I noticed that Ampere optimized llama.cpp recommends using two new model quantization methods, Q4_K_4 and Q8R16. Has anyone tried both quantization types? If so, could you share how they performed?
Hi Binh, I tried pull these two model quantizations in Ollama, seems Q4_k_4 inference is faster than Q8R16, maybe because Q4_k_4 leverages a significantly smaller memory
Thanks, Lily. I just tried out Q4_K_4 in my environment, and compared to Q4_K_M, it achieves faster TPS for both PP and TG. The new quantization method seems really promising.
When you run Q4_K_4 quantized model, the file type is “Q4_K tiled by 4 rows”:
print_info: file format = GGUF V3 (latest)
print_info: file type = Q4_K tiled by 4 rows
And “Q8 tiled by 16 rows” for Q8R16 quantized model.
Did someone try the current upstream and compared its performance?
For your reference, I compared the latest Ampere-optimized llama.cpp v3.2.0 with the upstream llama.cpp on an AltraMax M128-30 using Llama 3.1 8B in Q8. The Ampere-optimized build achieved roughly 2.1x total token throughput compared with upstream. By the way, which model and quantization are you using?
I’ve been reading a bit into this stuff, with the help of some “Llama 3 deep dive” articles (linked below) - it’s interesting! The Q8R16 quantization means that you quantize weights to 8 bits, but only quantize transformer layers (the attention heads and the feed forward network) to 16 bits.
A Large Language Model, essentially, is made up of 4 main parts:
- A prompt is tokenized and embedded (each token maps to a number in the dictionary of possible tokens - 128K entries for Llama 3 8B, then mapped to a large-dimension vector space - 4096 dimensions for Llama 3 8B) - the embeddings by default encapsulate the “meaning” of a token - so “-ing” as a token can translate to a vector meaning an action related to a preceding verb, for example) - the embeddings also include a position-related component.

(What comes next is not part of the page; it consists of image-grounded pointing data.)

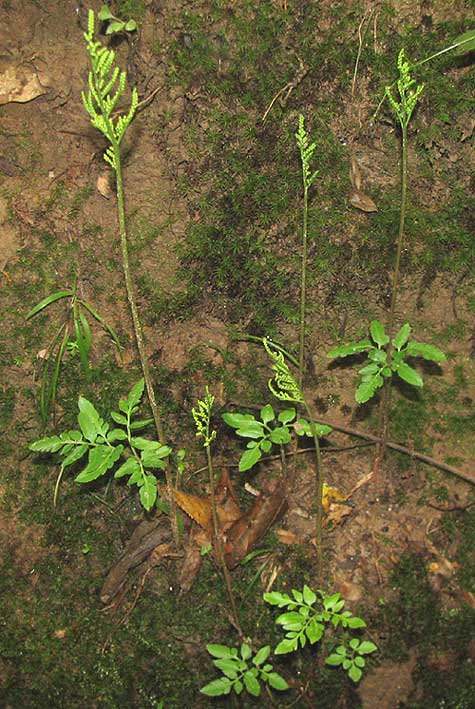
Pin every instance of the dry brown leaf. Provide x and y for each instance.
(337, 513)
(198, 508)
(331, 494)
(19, 84)
(350, 591)
(361, 201)
(287, 537)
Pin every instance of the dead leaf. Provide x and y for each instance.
(103, 186)
(337, 513)
(331, 494)
(361, 201)
(249, 529)
(20, 84)
(198, 508)
(287, 537)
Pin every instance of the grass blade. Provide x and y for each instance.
(48, 300)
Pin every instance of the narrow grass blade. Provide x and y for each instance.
(83, 336)
(49, 387)
(48, 300)
(104, 324)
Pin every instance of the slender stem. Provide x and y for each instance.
(383, 411)
(129, 286)
(219, 545)
(318, 491)
(303, 283)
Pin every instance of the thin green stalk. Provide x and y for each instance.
(106, 85)
(303, 284)
(384, 405)
(318, 491)
(403, 107)
(129, 286)
(131, 297)
(202, 419)
(285, 387)
(306, 152)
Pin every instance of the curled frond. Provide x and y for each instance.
(283, 385)
(106, 84)
(202, 418)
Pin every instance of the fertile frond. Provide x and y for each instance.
(202, 417)
(306, 153)
(106, 86)
(283, 386)
(408, 95)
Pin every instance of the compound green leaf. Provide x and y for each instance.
(261, 655)
(220, 651)
(366, 647)
(409, 375)
(252, 684)
(286, 416)
(101, 459)
(355, 673)
(281, 435)
(148, 492)
(367, 389)
(466, 42)
(249, 458)
(130, 467)
(267, 413)
(277, 682)
(217, 687)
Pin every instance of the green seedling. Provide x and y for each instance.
(384, 361)
(270, 430)
(304, 621)
(306, 149)
(351, 657)
(202, 419)
(242, 670)
(74, 336)
(109, 448)
(115, 24)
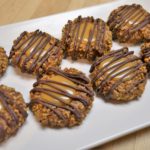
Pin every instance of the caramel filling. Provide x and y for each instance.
(65, 89)
(122, 67)
(1, 105)
(35, 45)
(85, 31)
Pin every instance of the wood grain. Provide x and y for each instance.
(18, 10)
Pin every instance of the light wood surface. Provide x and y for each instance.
(18, 10)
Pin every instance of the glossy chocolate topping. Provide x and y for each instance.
(60, 90)
(146, 52)
(120, 65)
(89, 31)
(37, 46)
(7, 103)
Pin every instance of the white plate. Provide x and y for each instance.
(105, 121)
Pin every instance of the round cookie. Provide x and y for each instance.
(145, 53)
(86, 38)
(34, 52)
(61, 98)
(12, 112)
(119, 76)
(3, 61)
(130, 24)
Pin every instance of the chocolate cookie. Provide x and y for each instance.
(36, 51)
(12, 112)
(119, 76)
(130, 24)
(61, 98)
(86, 38)
(3, 61)
(145, 53)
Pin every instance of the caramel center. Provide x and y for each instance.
(116, 63)
(65, 89)
(86, 31)
(1, 105)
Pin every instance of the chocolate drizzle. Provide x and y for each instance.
(132, 15)
(146, 52)
(34, 48)
(96, 32)
(8, 103)
(128, 69)
(57, 87)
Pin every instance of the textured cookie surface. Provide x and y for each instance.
(119, 76)
(130, 24)
(145, 53)
(12, 112)
(86, 38)
(61, 98)
(36, 51)
(3, 61)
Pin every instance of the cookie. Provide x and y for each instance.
(34, 52)
(86, 38)
(3, 61)
(130, 24)
(145, 53)
(61, 98)
(12, 112)
(119, 76)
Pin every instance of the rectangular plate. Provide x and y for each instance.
(105, 121)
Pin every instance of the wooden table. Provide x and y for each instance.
(18, 10)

- The vector is then multiplied by a matrix to project it to a smaller vector space, which represents how much other tokens in the context window affect the value (read: meaning) of the token we’re processing. For example, let’s say that the token before “-ing” is “fish” - that clearly impacts the meaning of the “-ing” - we’re hunting for fish, or poking around for information, or we’re an adjective about to describe an object like a rod or a hook. It all depends on the other tokens in the context window. This is the attention step.
- After finishing the attention step, the embedding vector of our current token is updated in the feed-forward network (FFN), to integrate all of the other tokens that affect its meaning in the context window, generating a new, updated vector with all of the pertinent information from the context window in its value. For example, the token “hello” from “Stop, you had me at hello” (Jerry Maguire) would be updated with the context of all of the dialogue before it, we know that it’s the end of a sentence, and that the meaning of “hello” in this sense includes sentiments of reconciliation, forgiveness, etc… In one 4096-dimensional vector, we now have the entire context of what came before “hello” included in its value.
- There is not one iteration of this - Llama 3 8B includes 32 attention heads, each of which is doing a similar job, integrating attention and meaning along different directions.
- After completing 32 iterations of the transformer layer, we finally generate an output vector which condenses all of this context and information into a single 4096-dimension vector, which we now use to predict the next token. We go from our 4096-dimension vector to a probability distribution vector for our dictionary, representing the probabilities that each token in our dictionary will come next. Based on the temperature setting of the model, we will choose from the top 3-4 most likely, and feed the prompt with the new token back through the machine (caching all the information that we can in the KV-cache).
If I understand correctly (and there’s a good chance I don’t), the “weights” matrices in the 32 attention heads (the Q, K, and V projection layers, and the FFN outputs), plus the output vector from the final layer, are quantized to 8 bit floating point, and the “residual streams” (that is, the working data of the model as tokens are being processed), embedding layers and all of the layer normalization matrices that are part of the process of generating vectors scaled to a certain min-max are quantized to 16 bits. I’m not sure how that affects the model in memory, though - or how it impacts the model’s accuracy. If anyone has insights, I’d love to know more!